AILERON THERAPEUTICS INC (Form: 8-K, Received: 10/26/2020 08:02:19)

Aileron Therapeutics, Inc.

Date: October 26, 2020

/s/ Richard J. Wanstall

Richard J. Wanstall

Chief Financial Officer and Treasurer

UNITED STATES

SECURITIES AND EXCHANGE COMMISSION

WASHINGTON, D.C. 20549

FORM 8-K

CURRENT REPORT

Pursuant to Section 13 or 15(d)

of the Securities Exchange Act of 1934

Date of Report (Date of earliest event reported): October 24, 2020

Aileron Therapeutics, Inc.

(Exact Name of Company as Specified in Charter)

Delaware

001-38130

13-4196017

(State or Other Jurisdiction

of Incorporation)

(Commission

File Number)

(IRS Employer

Identification No.)

490 Arsenal Way

Watertown, MA

02472

(Address of Principal Executive Offices)

(Zip Code)

Registrant’s telephone number, including area code: (617) 995-0900

Not applicable

(Former Name or Former Address, if Changed Since Last Report)
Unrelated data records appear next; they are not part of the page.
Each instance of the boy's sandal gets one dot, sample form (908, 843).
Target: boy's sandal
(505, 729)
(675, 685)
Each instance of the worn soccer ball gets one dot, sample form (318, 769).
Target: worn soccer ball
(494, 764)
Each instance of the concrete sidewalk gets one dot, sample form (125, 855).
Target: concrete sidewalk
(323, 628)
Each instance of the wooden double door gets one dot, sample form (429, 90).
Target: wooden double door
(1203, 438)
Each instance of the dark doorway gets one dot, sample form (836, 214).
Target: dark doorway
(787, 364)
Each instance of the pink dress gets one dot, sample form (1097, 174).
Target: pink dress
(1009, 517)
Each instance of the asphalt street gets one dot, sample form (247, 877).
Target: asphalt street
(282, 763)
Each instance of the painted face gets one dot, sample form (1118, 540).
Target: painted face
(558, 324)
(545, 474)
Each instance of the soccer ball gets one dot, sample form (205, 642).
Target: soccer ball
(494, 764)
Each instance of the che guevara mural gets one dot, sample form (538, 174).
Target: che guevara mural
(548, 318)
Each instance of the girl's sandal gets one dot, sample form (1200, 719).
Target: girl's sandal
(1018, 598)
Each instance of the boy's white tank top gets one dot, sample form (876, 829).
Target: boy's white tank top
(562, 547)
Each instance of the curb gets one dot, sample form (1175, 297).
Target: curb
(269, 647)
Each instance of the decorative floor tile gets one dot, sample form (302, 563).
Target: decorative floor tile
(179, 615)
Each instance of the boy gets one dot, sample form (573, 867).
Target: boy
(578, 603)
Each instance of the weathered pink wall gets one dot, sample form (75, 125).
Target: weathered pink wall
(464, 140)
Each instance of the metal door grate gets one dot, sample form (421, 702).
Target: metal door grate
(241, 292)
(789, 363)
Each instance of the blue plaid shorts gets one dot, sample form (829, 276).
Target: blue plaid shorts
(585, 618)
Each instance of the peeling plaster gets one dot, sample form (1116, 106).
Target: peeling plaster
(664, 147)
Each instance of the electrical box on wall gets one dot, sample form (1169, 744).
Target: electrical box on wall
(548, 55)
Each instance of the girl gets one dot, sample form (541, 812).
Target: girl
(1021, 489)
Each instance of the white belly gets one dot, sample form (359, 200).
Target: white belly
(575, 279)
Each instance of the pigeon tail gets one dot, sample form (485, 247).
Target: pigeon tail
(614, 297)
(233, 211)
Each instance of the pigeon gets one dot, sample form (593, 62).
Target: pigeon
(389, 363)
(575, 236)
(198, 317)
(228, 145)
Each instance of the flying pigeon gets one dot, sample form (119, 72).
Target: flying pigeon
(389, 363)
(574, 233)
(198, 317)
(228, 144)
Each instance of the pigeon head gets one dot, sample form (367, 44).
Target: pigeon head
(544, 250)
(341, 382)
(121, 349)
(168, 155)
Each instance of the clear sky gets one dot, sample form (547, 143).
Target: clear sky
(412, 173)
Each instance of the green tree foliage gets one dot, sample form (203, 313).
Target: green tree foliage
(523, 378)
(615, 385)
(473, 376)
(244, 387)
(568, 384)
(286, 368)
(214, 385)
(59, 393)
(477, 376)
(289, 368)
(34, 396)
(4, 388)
Check the appropriate box below if the Form 8-K filing is intended to simultaneously satisfy the filing obligation of the registrant under any of the following provisions (see General Instruction A.2. below):

☐	Written communications pursuant to Rule 425 under the Securities Act (17 CFR 230.425)
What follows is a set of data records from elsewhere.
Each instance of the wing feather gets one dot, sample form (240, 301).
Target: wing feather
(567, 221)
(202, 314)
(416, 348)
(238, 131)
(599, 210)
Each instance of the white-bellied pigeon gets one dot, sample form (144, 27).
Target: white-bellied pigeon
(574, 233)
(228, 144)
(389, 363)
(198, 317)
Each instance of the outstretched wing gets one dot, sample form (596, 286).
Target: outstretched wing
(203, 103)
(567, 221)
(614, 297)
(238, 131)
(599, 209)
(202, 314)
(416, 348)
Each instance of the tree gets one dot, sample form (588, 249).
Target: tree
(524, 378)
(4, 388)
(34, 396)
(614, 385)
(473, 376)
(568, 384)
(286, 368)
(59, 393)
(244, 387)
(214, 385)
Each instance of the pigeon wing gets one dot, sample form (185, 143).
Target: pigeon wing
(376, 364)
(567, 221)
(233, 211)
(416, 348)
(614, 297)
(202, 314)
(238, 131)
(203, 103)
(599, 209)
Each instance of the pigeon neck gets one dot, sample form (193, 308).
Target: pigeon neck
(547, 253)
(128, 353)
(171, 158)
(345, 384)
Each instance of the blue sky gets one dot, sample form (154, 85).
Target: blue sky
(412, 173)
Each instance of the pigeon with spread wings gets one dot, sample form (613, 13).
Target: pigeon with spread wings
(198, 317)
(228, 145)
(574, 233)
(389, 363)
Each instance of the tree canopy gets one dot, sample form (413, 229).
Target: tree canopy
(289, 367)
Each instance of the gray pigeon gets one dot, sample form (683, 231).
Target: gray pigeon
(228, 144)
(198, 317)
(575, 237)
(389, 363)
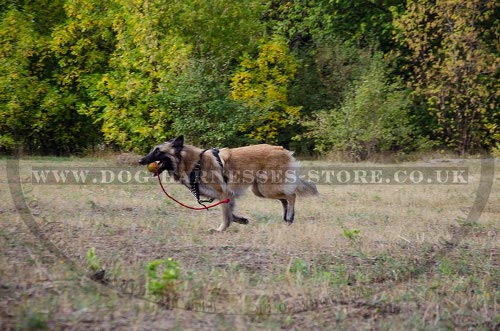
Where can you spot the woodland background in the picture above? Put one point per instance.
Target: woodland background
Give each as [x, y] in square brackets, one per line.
[317, 76]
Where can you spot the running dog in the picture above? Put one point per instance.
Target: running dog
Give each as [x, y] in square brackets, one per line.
[270, 171]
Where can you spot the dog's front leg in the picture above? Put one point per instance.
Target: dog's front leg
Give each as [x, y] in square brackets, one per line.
[227, 215]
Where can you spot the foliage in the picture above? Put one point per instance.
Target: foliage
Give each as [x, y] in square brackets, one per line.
[373, 117]
[77, 73]
[453, 69]
[162, 283]
[261, 84]
[34, 113]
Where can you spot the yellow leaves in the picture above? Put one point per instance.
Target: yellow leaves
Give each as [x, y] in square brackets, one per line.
[261, 84]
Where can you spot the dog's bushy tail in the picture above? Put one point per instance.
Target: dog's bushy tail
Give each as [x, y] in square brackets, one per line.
[306, 188]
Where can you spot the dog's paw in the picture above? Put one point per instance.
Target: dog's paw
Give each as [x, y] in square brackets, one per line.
[240, 220]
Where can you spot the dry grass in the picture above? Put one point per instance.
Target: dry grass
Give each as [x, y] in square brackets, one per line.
[357, 257]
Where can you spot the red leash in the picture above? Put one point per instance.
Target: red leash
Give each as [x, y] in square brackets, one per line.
[180, 203]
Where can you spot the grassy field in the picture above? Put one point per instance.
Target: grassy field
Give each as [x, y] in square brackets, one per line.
[384, 257]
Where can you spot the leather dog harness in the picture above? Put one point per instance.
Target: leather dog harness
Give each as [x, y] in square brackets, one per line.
[195, 175]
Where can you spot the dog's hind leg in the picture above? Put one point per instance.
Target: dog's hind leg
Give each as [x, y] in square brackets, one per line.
[288, 208]
[227, 215]
[284, 203]
[239, 219]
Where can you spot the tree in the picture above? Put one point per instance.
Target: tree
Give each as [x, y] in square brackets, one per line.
[373, 117]
[261, 84]
[453, 69]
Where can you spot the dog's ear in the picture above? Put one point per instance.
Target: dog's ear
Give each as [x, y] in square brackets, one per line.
[178, 143]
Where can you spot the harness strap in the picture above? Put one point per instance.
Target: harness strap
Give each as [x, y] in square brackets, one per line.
[195, 175]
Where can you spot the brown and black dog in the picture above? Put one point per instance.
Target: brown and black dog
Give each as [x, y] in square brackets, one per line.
[270, 171]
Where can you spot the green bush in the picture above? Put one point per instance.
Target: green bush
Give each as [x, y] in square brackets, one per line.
[373, 117]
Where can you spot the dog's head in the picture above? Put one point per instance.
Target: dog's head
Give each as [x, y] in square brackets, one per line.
[168, 155]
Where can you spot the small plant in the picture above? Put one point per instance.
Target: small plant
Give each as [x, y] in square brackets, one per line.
[93, 262]
[162, 277]
[299, 267]
[33, 321]
[352, 235]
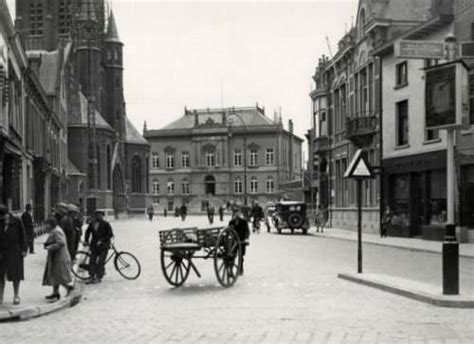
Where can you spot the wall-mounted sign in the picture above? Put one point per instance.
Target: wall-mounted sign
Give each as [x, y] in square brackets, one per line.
[419, 49]
[446, 96]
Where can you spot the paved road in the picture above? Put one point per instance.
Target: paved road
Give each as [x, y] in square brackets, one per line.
[289, 293]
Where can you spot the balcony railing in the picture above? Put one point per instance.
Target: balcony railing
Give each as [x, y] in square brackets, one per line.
[361, 128]
[320, 144]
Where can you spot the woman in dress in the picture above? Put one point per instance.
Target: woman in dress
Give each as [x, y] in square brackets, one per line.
[58, 265]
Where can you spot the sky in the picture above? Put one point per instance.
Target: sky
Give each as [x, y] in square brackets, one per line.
[207, 54]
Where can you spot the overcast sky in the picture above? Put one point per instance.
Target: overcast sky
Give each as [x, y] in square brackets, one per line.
[179, 54]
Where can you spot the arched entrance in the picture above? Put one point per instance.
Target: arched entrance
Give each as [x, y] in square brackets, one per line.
[210, 185]
[118, 190]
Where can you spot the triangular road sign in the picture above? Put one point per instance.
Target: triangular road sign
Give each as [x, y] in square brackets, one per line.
[359, 167]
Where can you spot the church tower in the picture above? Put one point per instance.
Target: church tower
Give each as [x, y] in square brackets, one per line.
[113, 102]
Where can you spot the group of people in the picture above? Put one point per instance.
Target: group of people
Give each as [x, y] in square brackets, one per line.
[64, 228]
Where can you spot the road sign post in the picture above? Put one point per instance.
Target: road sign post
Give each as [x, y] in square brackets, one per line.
[360, 170]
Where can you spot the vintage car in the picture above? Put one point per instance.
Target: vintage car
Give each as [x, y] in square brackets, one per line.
[291, 215]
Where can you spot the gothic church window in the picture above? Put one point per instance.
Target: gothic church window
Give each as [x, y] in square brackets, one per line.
[136, 174]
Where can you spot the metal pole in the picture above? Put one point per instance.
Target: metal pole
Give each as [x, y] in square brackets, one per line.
[359, 226]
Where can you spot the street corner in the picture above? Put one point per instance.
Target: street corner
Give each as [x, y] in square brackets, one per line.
[411, 289]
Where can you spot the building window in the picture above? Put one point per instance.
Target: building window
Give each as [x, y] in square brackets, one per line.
[185, 160]
[253, 157]
[401, 74]
[136, 174]
[210, 158]
[170, 161]
[270, 185]
[185, 187]
[402, 123]
[253, 185]
[238, 186]
[170, 188]
[431, 134]
[156, 187]
[155, 160]
[36, 18]
[237, 158]
[270, 156]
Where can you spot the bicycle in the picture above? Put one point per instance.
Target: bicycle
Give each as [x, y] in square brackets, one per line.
[126, 264]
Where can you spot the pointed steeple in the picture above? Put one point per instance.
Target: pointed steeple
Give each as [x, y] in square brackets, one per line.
[112, 32]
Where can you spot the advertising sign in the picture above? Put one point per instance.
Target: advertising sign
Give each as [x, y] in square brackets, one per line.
[446, 96]
[419, 49]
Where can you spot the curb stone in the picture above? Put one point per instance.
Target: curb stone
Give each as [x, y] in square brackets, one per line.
[371, 280]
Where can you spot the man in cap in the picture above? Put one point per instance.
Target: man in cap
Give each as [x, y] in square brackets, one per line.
[241, 226]
[65, 222]
[13, 248]
[98, 236]
[27, 220]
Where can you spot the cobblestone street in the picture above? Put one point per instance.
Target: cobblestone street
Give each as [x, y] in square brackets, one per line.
[290, 293]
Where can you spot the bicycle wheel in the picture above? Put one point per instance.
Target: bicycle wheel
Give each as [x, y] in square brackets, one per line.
[127, 265]
[81, 269]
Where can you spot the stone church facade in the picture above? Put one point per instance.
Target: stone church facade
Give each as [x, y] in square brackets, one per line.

☐	Soliciting material pursuant to Rule 14a-12 under the Exchange Act (17 CFR 240.14a-12)

☐	Pre-commencement communications pursuant to Rule 14d-2(b) under the Exchange Act (17 CFR 240.14d-2(b))

☐	Pre-commencement communications pursuant to Rule 13e-4(c) under the Exchange Act (17 CFR 240.13e-4(c))

Securities registered pursuant to Section 12(b) of the Act:

Title of each class

Trading

Symbol

Name of each exchange

on which registered

Common Stock, $0.001 par value per share

ALRN

Nasdaq Capital Market

Indicate by check mark whether the registrant is an emerging growth company as defined in Rule 405 of the Securities Act of 1933 (§230.405 of this chapter) or Rule 12b-2 of the Securities Exchange Act of 1934 (§240.12b-2 of this chapter).

Emerging growth company ☒

If an emerging growth company, indicate by check mark if the registrant has elected not to use the extended transition period for complying with any new or revised financial accounting standards provided pursuant to Section 13(a) of the Exchange Act. ☒

Item 7.01

Regulation FD Disclosure.

On October 24, 2020, a poster titled Prevention of Chemotherapy-induced Myelosuppression in SCLC Patients Treated with the Dual MDMX/MDM2 Inhibitor ALRN-6924, which was submitted by Aileron Therapeutics, Inc. (the “Company”) for the 32nd EORTC-NCI-AACR Annual Symposium on Molecular Targets and Cancer Therapeutics (“ENA 2020”), was published on the ENA 2020 website (event.eortc.org/ena2020). A copy of the poster is attached as Exhibit 99.1 to this Current Report on Form 8-K and is incorporated herein by reference.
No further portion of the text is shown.